The scientific paradigm and reductionism

The Cartesian separation of mind and matter sealed the estrangement of the modern human being from the world, the isolation of the ‘I’ in its ivory tower surrounded by inert, insensitive, extraneous res extensa. Historically the most significant consequence of this split was that it became legitimate for scientific enquiry to focus entirely on the world of matter in order to discover its intrinsic laws, unencumbered by any metaphysical assumptions of a mental nature (e.g., Aristotle’s idea that things fall because they are attracted to return to their natural place). This endeavour occupied the scientists over the next three centuries, and they were remarkably successful at it. So successful in fact that by the end of the 19th century the res cogitans part of the Cartesian equation had become expendable. In the positivistic philosophy of science any intervention of ‘life force’, ‘spirit’, ‘mind’, ‘consciousness’, etc., in natural affairs became redundant, came to be considered as mere superstition. Mind, which was once Descartes’ primary evidence, became an inessential addition on top of the closed universe of the res extensa.

The reductionistic paradigm keeps being the dominant one today, most significantly in the biological and medical sciences. In the neurosciences, e.g., it is commonly assumed that, once we will know all there is to know about the circuitry of the brain, we will have completely explained mind, or consciousness. In other words, all fundamental causal mechanisms take place at the level of neurons, synapses, etc. Consciousness is merely an epiphenomenon, a by-product of the material processes happening in the brain.

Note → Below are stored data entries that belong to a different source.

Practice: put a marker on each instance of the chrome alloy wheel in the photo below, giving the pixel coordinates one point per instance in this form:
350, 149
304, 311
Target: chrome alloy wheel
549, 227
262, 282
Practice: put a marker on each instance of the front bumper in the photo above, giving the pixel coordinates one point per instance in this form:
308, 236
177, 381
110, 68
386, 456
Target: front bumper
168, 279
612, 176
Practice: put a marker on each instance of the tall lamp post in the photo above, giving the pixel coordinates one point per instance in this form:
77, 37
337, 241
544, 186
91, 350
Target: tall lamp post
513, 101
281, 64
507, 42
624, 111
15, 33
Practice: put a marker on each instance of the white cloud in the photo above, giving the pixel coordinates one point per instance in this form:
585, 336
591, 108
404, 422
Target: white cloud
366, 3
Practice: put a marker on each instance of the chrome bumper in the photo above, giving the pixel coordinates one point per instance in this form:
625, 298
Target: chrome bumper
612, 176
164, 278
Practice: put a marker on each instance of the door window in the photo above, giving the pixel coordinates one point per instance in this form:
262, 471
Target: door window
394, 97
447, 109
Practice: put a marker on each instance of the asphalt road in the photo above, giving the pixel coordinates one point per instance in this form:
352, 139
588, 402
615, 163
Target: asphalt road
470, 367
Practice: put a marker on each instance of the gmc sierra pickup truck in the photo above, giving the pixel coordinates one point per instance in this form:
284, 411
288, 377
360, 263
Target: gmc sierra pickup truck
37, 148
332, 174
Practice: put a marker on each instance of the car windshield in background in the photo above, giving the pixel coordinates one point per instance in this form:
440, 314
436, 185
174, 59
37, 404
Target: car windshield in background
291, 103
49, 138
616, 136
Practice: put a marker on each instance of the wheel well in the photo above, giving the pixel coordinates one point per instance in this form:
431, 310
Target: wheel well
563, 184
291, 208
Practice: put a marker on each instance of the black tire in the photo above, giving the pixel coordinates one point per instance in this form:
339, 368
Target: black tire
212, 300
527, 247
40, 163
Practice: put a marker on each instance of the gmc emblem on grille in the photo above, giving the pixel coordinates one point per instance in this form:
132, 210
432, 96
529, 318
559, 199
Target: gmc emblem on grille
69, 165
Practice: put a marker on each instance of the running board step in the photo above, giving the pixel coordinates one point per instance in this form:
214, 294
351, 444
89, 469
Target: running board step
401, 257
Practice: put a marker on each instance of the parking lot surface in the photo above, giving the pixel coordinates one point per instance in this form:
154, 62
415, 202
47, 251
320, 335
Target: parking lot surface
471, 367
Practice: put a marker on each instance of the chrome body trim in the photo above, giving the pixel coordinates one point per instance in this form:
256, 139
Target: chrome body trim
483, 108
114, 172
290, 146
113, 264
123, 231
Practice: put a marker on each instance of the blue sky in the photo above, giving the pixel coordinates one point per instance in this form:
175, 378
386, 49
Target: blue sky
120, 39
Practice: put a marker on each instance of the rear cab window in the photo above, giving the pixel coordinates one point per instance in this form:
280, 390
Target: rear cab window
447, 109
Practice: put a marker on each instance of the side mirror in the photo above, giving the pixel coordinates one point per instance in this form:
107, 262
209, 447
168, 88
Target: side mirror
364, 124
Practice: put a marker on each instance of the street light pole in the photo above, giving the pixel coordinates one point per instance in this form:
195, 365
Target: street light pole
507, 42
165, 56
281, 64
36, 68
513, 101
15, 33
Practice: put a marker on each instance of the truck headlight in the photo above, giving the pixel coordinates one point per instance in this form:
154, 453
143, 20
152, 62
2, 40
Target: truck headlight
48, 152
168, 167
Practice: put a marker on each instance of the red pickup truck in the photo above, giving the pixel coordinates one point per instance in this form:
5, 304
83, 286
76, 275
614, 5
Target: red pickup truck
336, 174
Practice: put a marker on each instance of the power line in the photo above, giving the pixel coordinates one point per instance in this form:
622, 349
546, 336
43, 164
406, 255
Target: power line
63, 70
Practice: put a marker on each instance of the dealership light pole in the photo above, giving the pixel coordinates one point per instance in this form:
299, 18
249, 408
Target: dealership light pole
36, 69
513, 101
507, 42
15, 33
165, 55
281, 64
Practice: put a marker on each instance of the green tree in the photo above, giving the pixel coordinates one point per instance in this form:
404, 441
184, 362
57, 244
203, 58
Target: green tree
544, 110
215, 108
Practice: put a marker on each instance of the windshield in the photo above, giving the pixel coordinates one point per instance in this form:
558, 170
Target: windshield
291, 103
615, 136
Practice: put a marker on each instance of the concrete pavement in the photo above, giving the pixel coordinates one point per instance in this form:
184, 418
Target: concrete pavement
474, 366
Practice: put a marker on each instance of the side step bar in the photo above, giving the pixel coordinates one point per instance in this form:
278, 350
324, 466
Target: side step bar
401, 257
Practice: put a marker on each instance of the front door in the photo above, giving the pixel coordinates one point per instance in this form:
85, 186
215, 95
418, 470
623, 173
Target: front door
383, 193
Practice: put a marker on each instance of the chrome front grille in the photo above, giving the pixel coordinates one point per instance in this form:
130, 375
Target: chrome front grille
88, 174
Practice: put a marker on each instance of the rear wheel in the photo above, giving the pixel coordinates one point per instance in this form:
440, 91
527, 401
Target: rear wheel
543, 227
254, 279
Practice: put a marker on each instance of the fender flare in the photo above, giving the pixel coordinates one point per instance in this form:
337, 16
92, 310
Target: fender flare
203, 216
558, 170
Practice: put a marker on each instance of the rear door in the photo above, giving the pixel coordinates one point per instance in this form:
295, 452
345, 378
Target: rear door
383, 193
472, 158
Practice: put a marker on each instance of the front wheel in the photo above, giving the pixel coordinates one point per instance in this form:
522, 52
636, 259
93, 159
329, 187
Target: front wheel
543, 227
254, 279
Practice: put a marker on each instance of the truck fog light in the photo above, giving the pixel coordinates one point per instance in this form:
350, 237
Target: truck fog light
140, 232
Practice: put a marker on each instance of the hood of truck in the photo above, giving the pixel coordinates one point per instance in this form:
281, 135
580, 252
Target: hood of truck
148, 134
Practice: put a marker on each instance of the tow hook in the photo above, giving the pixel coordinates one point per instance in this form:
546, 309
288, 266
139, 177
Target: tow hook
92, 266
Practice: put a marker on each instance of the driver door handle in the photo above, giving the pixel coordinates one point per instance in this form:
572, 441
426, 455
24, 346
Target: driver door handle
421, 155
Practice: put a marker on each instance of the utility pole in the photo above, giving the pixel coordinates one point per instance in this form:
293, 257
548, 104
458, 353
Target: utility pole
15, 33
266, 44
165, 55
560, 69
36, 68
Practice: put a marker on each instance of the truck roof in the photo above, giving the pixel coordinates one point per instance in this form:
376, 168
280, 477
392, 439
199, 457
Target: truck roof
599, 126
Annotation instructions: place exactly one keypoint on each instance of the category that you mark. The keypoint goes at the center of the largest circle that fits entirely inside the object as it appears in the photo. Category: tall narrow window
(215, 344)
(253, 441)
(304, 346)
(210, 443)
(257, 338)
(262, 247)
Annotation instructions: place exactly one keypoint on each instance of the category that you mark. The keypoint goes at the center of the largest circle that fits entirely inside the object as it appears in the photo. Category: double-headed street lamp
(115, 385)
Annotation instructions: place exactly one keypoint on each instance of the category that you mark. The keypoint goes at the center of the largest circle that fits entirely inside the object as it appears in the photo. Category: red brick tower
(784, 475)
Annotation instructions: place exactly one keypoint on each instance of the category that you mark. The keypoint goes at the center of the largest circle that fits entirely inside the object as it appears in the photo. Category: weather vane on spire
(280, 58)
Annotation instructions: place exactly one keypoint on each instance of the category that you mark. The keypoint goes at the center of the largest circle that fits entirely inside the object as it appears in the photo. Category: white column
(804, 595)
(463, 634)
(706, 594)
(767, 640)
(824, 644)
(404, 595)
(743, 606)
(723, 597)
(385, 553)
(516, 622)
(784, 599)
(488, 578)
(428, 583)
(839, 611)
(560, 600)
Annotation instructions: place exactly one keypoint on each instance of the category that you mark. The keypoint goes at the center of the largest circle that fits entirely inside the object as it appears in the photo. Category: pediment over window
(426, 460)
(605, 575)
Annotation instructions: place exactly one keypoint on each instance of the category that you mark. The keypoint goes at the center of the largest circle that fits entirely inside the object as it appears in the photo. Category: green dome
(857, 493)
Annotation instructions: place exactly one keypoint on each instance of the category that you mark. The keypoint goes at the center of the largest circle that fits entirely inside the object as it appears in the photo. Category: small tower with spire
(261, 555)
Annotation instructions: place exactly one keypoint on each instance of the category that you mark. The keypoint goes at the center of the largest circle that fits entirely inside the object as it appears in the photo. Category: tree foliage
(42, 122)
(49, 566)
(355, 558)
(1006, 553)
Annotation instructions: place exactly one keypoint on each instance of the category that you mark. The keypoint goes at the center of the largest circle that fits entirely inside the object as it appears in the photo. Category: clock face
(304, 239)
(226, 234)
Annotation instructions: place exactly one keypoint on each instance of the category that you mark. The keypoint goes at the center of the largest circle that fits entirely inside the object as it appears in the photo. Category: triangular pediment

If the world is just inert matter, the whole world is there for us to plunder. But depriving the world of a soul eventually leads to human beings losing their soul also. Then human life loses meaning and our relationship to our fellow humans becomes purely instrumental: the objectification of the world translates into the objectification of other human beings. If the world is reduced to its scientific description in terms of measurable quantities, the relationships between humans also get similarly reduced. Money, as the general abstract measurement of all material exchanges, becomes the ultimate criterion of all human exchanges. The servant becomes the master: our own invention turns around and enslaves us.

Laozi-fig3Figure 2: The modern world. Human beings are no longer at the center.
Consciousness is only present in us (if at all, if it is not a mere epiphenomenon!) and it came about as a random outcome of purely biochemical processes. The universe is a vast inert assembly of matter devoid of ultimate purpose or meaning.